You are viewing a plain text version of this content. The canonical link for it is here.
Posted to dev@httpd.apache.org by Ed Korthof <ed...@apache.org> on 2000/01/04 22:45:41 UTC

[PATCH] reclaim_child_processes

hi --

this patch is intended to avoid a problem which i've witnessed in apache
installations with certain third party libraries: if there are many
children, and then take sufficiently long to shut down, then apache's
reclaim child processes sends the remaining children SIGKILL.  that's
alright with me -- shutdown shouldn't take so long -- but the current code
doesn't wait around for them to die; if they haven't all finished
terminating right away, it sleeps for approximately 16 seconds before
noticing that they're dead. thus, the total time required to shut down is
generally a bit more than twenty seconds ... the last 16 seconds of which
is quite unnecessary.

anyway, what this patch does is change things so that after SIGKILL has
been sent, the parent checks a couple of times (approx: 16ms, 84ms, 350ms,
1.4sec) and then decides that the SIGKILL failed.  i could easily adjust
this so that the total time spent waiting for the SIGKILL to fail is what
it was -- 16 seconds, give or take -- but in writing this, i figured that
if they haven't died after 1.4 seconds, then the SIGKILL wasn't
sufficient; it's not instant, but it should never take that long.

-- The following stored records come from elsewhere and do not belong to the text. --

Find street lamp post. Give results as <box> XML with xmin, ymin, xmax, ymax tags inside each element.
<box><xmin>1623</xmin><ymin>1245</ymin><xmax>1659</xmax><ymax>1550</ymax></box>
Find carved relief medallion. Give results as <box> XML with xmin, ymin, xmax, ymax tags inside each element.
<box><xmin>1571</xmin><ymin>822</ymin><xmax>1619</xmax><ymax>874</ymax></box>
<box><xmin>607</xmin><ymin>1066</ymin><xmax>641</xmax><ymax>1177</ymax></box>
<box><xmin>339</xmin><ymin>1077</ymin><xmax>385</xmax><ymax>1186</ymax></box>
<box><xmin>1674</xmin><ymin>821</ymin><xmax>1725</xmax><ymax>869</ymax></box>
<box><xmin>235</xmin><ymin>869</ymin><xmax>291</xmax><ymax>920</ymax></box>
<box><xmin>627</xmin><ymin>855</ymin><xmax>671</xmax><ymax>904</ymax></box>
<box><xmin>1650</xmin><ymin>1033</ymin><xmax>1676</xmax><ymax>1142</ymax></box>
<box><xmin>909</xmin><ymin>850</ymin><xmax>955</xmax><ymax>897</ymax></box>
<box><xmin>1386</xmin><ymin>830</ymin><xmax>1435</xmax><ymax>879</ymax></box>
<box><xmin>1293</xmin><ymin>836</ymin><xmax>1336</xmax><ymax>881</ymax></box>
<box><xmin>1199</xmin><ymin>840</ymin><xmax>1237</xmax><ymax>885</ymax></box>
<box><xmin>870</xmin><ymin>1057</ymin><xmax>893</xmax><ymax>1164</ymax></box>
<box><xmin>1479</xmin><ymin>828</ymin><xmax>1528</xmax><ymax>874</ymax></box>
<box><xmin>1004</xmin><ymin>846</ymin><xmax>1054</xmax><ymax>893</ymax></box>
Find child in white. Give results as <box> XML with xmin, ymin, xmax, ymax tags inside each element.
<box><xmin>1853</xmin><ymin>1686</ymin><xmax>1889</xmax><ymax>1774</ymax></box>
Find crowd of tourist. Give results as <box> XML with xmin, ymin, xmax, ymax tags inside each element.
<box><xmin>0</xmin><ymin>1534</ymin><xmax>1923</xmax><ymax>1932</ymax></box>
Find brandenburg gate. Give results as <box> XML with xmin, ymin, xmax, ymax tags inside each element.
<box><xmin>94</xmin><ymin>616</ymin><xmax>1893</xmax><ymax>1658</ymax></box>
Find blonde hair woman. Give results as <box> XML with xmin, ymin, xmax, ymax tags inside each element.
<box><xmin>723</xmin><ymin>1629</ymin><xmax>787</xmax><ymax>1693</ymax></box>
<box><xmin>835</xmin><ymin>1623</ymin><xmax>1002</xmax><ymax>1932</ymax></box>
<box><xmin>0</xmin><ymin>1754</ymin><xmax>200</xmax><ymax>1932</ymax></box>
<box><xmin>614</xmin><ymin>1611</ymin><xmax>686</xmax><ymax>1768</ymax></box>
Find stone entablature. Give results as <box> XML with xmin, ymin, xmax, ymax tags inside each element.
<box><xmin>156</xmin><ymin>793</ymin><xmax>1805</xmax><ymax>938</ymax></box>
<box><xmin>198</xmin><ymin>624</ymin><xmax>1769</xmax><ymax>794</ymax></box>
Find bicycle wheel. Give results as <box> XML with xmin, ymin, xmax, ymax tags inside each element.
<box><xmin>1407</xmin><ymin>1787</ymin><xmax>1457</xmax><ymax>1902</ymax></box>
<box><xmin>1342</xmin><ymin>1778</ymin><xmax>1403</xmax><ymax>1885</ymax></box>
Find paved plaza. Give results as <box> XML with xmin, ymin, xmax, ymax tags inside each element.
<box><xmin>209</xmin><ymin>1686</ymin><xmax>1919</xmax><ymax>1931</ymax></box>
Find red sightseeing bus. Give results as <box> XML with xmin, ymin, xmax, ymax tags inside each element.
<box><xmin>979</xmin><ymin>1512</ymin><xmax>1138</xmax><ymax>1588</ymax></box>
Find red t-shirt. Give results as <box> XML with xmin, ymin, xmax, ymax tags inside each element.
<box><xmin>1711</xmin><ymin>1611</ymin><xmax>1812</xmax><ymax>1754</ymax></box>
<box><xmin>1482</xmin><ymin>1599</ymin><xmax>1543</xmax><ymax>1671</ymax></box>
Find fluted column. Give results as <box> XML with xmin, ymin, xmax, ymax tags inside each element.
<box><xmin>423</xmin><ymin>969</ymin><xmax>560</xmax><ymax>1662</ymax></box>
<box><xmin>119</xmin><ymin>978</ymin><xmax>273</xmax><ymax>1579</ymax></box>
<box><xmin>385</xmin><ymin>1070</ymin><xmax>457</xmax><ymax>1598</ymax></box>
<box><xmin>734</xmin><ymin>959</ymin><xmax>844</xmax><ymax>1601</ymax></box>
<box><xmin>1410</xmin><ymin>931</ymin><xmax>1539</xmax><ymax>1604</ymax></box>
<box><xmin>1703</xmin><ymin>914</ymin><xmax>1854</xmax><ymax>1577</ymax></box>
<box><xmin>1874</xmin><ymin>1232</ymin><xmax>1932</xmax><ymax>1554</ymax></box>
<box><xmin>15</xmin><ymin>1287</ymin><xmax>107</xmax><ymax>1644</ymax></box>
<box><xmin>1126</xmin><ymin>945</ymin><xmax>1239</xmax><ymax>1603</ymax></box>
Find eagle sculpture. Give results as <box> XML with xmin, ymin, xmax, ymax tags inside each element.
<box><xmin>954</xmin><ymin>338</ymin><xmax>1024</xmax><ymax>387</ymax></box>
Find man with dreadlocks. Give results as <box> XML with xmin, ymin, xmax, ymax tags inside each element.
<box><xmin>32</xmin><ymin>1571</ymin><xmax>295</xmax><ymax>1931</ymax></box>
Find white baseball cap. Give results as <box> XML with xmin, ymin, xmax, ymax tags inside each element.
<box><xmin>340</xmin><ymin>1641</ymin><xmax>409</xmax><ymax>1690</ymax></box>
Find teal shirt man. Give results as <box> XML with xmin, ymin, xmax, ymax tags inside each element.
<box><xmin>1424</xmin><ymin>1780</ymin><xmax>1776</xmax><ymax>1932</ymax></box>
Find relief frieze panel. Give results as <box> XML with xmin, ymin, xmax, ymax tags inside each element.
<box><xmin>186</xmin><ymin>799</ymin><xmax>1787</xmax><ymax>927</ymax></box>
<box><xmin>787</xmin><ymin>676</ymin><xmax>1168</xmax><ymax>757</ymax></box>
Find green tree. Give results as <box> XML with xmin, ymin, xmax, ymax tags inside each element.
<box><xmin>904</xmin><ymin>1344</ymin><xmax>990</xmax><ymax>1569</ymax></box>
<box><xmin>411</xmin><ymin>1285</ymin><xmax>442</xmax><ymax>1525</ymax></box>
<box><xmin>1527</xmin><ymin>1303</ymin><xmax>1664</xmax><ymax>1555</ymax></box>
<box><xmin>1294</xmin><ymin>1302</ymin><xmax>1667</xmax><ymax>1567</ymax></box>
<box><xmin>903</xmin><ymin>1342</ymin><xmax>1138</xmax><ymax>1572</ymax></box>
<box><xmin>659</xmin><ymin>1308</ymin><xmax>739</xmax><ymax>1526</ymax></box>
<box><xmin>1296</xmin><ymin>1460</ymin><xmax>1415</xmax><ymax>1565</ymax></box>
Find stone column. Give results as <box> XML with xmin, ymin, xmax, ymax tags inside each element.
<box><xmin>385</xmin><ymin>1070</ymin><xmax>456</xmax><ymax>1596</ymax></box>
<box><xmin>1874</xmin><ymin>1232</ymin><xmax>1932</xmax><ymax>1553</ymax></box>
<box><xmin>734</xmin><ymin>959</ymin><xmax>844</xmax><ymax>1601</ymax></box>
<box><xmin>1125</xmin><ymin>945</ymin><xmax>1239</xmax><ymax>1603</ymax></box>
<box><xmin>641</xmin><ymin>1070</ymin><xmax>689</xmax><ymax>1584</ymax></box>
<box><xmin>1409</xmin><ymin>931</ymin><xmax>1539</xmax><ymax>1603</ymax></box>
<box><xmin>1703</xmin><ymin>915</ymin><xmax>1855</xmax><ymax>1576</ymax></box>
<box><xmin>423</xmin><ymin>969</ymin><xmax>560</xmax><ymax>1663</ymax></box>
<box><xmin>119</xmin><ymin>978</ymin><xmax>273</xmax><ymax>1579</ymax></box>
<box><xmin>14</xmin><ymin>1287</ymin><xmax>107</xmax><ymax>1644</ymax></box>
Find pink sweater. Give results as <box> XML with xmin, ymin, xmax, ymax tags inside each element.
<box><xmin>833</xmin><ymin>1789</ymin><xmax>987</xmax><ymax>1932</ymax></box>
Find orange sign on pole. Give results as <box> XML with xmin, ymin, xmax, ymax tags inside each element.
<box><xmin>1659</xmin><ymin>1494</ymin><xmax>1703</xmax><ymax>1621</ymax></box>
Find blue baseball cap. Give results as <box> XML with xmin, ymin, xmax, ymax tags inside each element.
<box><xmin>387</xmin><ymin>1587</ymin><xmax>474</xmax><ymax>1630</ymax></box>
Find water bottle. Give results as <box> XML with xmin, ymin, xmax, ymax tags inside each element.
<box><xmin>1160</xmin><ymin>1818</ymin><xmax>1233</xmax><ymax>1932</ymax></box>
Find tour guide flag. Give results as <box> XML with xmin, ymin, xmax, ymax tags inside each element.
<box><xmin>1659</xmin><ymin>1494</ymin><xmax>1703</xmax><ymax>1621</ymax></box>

i sent out a couple of patchs about this earlier, but i've laid down the
crack pipe i was smoking when i sent the first one; and this makes no
changes to the comments as per Roy's comments.

i realize this doesn't happen except in a fairly pathological situation,
but we really should change the code in reclaim_child_processes to give
the children at least a little bit of time to die from the SIGKILL.  in
the pathological situation in which it occurs, it's quite annoying.

thanks --

ed

*****
Index: http_main.c
===================================================================
RCS file: /home/cvs/apache-1.3/src/main/http_main.c,v
retrieving revision 1.486
diff -b -c -u -r1.486 http_main.c
--- http_main.c	2000/01/01 17:07:34	1.486
+++ http_main.c	2000/01/04 21:34:27
@@ -2378,7 +2378,7 @@
 
     ap_sync_scoreboard_image();
 
-    for (tries = terminate ? 4 : 1; tries <= 9; ++tries) {
+    for (tries = terminate ? 4 : 1; tries <= 12; ++tries) {
 	/* don't want to hold up progress any more than 
 	 * necessary, but we need to allow children a few moments to exit.
 	 * Set delay with an exponential backoff.
@@ -2433,8 +2433,13 @@
 		   "child process %d still did not exit, sending a SIGKILL",
 			    pid);
 		kill(pid, SIGKILL);
+		waittime = 1024 * 16; /* give them some time to die */
 		break;
-	    case 9:     /* 14 sec */
+	    case 9:     /*   6 sec */
+	    case 10:    /* 6.1 sec */
+	    case 11:    /* 6.4 sec */
+		break;
+	    case 12:    /* 7.4 sec */
 		/* gave it our best shot, but alas...  If this really 
 		 * is a child we are trying to kill and it really hasn't
 		 * exited, we will likely fail to bind to the port